Galatasaray'ın Romanya ekolünü hatırladım bir anda. Hagi'den, Popescu'ya, Filipescu'dan, İlie'ye kadar giden bir ekol. Lutu'yu falan da hiç saymıyorum bile. Bu ekol başarılı bir ekoldü, hatta bu saydığım isimlerden Hagi ve Popescu bugün efsaneler arasında yer alıyor.
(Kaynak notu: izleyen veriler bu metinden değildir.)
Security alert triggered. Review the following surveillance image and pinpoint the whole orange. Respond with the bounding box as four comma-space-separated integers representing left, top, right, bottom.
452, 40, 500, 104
Fenerbahçe'nin de Brezilya ekolü var. Son yıllarda yaşanan Brezilya çılgınlığı. Daum'un ilk göreve geldiği günden bu yana takıma gelen birçok Brezilyalıyı sayabiliriz. Alex'den, Luciano'ya, Deivid'e, Cristian'a, Bilica'ya, Edu'ya hatta Roberto Carlos'a kadar uzanan bir ekol. Lugano'yu bile Brezilya Ligi'nden geldiğinden bu ekolün arasına katmak mümkün. Onlar adına da bu ekol başarılı oldu ve birçok şampiyonluk yaşandı, hatta Şampiyonlar Ligi'nde çeyrek final görüldü. Bu ekol içinden de Alex'in bugün heykelinin dikilmesi söz konusu.
Şimdi de Beşiktaş. Quaresma'nın getirdiği rüzgar onları Portekiz semalarına taşıdı ve Fernandes, Simao, Almeida ile Portekiz futbol üçlüsü tadında transferler gerçekleşti. Bu isimleri Beşiktaş formasıyla sahada görmeden konuşmamak lazım ama kariyerlere baktığımızda Beşiktaş'ın çok başarısız bir sezon geçirse bile şu getirdiği heyecanın bile yeteceğini düşünüyorum. Quaresma'nın zaten sağlıklı olduğunda neler yaptığını izledik, daha bunun Simao'su var. Adam Atletico Madrid'den ayrıldığını açıkladığında şehir genelinde yas ilan edildi. Almeida desek Avrupa'nın iyi golcülerinden, Portekiz Milli Takım'ının oyuncusu. Fernandes, son zamanlarda sakatlıklarla çok uğraştı belki ama o da müthiş bir potansiyeldi, Valencia Dünya para saydırdı bu adam için. Yani genel tabloda bile şu heyecan büyük bir adrenalin sebebi.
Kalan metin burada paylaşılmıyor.